Ok, maybe I sound like a whiny little kid. But it's the truth: it's not fair!
Having children has taught me many things. It has taught me how to get myself from a sound sleep in bed to a semi-functioning adult in the car in under 10 minutes. It has taught me the humor in jokes that go like this: Alec - "Knock knock"; Me - "Who's there?"; Alec - "Banana"; Me - "Banana who?"; Alec - "Banana basket." It has taught me patience (ok, maybe I'm still working on that one). But I think the biggest lesson I have learned from having children is that life just isn't fair, especially with children.
I've always known that life isn't fair. People pass away who shouldn't. The rich get richer while the poor get poorer. The one day I run to the store for one lone item without even brushing my hair before leaving the house is the one day I run into five people I know. But having children puts a whole new perspective on the unfairness of life. Here are a few examples of what I mean:
1) Kids get sick. It's a part of life -- not a fun part, but an unavoidable part. But what's really not fair about it is that they always seem to get sick at the worst times. There's no real "good" time to be sick, but there are definitely times that are worse than others. Like a holiday, trip, or special event that the kids have been excited about for weeks. But you know that one week where you don't have any plans or anything going on over the weekend? Yep, that's the week that the entire family is healthy.
2) Housework takes twice as long, and there is ten times as much of it. How's that for unfair? Having extra people in the house means extra laundry, extra dishes and extra messes. But it's not that simple. You see, loading the dishwasher by myself takes about 10 minutes. But with a 21-month-old and a 4-year-old, I have to factor in their "help." For every one dish I put into the dishwasher, somehow two dishes get removed. Maybe each kid takes one out? I don't know... I just know that the more I try to fill the dishwasher, the emptier it gets. Same with laundry. And cleaning. It doesn't take a math genius to realize that when you have twice as much work, which takes twice as long to do, that's a lot of time that I could be spending doing something else!

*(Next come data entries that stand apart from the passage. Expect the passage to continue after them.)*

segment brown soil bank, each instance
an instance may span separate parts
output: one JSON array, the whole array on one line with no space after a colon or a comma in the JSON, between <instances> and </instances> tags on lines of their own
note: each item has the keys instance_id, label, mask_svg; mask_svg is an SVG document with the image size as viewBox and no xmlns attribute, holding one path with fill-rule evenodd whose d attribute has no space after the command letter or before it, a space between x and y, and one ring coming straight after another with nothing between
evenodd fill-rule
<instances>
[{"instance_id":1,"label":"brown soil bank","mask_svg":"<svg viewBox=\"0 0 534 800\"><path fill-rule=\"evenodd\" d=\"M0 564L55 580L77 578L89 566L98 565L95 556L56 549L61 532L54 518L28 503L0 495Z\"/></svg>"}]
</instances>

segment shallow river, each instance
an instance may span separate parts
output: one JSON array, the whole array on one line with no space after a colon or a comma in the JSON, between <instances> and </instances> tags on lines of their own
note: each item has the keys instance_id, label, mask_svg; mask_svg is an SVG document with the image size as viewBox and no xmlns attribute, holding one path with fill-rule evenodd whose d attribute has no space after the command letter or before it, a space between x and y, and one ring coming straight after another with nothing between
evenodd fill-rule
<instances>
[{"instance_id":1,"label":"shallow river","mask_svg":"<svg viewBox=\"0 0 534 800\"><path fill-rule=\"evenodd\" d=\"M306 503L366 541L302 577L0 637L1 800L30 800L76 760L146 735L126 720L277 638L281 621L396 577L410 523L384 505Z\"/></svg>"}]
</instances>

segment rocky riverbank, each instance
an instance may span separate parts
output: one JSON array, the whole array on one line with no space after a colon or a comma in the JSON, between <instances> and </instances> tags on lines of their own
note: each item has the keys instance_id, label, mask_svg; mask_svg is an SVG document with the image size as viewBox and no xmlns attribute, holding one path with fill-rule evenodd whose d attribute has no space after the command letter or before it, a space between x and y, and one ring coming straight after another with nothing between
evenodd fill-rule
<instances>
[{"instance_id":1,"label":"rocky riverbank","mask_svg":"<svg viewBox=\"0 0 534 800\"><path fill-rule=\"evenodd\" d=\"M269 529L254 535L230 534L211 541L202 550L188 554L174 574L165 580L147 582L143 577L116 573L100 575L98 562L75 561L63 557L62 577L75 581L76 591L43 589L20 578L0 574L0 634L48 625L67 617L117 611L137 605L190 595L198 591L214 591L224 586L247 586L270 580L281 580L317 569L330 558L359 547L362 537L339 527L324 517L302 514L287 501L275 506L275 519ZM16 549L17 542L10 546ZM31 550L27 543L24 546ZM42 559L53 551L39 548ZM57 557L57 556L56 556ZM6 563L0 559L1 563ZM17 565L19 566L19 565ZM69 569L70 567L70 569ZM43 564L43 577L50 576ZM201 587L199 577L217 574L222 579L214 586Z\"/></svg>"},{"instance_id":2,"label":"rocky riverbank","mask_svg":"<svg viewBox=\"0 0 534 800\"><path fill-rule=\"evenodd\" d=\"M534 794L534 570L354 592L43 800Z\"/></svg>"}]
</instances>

3) Kids don't like to sleep when we do. If your kids are anything like mine, at least one of them is almost always up in the morning before I am ready to be awake. Alec is usually up at 7am, which I should be thankful for because I have several friends whose children are awake at 6am or even in the 5 o'clock hour. Regardless, when I get that 7am wake-up call I just want to crawl deeper under the covers and go back to sleep. But did you notice that I said this is "almost" always the case? There's always that ONE time when we actually have to get up at 7am, and THAT would be the one time when my kids both decide they need to catch up on sleep. It's not fair!
4) Kids drive us crazy for years, then don't want anything to do with us. This one seems the most unfair to me. As much as I love my children and enjoy spending time with them now, I tend to go a little crazy being around them ALL the time. I find myself constantly wishing for a few minutes of me-time throughout the day. Unlike Gwen Stefani, I haven't resorted to locking myself in a closet to escape yet, but that day may not be too far away! It seems like one of them always needs something from me - a clean diaper, a cup of juice, help with a puzzle, a towel to wipe up a spill. I know this is what I signed up for, and most days I really don't mind being a chef, maid, chauffeur, and nurse all at once. But some days I would give almost anything just to be able to finish a cup of coffee in the morning. But I also know that 12 years from now my boys won't want anything to do with me. They will be independent teenagers, embarrassed just to be seen within 10 feet of me. Forget hugs, kisses or snuggles. I know without a doubt that when that day comes I will be wishing for a spilled cup of juice or for one of them to need my help with homework. (Although at this point they will probably be sleeping in AND I will be able to finish a cup of coffee in the morning!)
So why can't my kids be healthy all the time? Why can't the housework take care of itself? Why can't my kids sleep until 9am every day? Why can't I have one day a month now that my kids want nothing to do with me, and then have one day a month 10 years from now when they want to spend all day with me? The simple answer is that life just isn't fair. But that just makes it even more important to enjoy the weeks when they are healthy, even if we don't have plans, or their help with my chores, or those rare days when they do sleep in, or their dependence on me. Because while life with kids may not be fair, that doesn't mean it can't be enjoyable. Afterall, a week at home with healthy kids who like to help with housework isn't exactly something to complain about!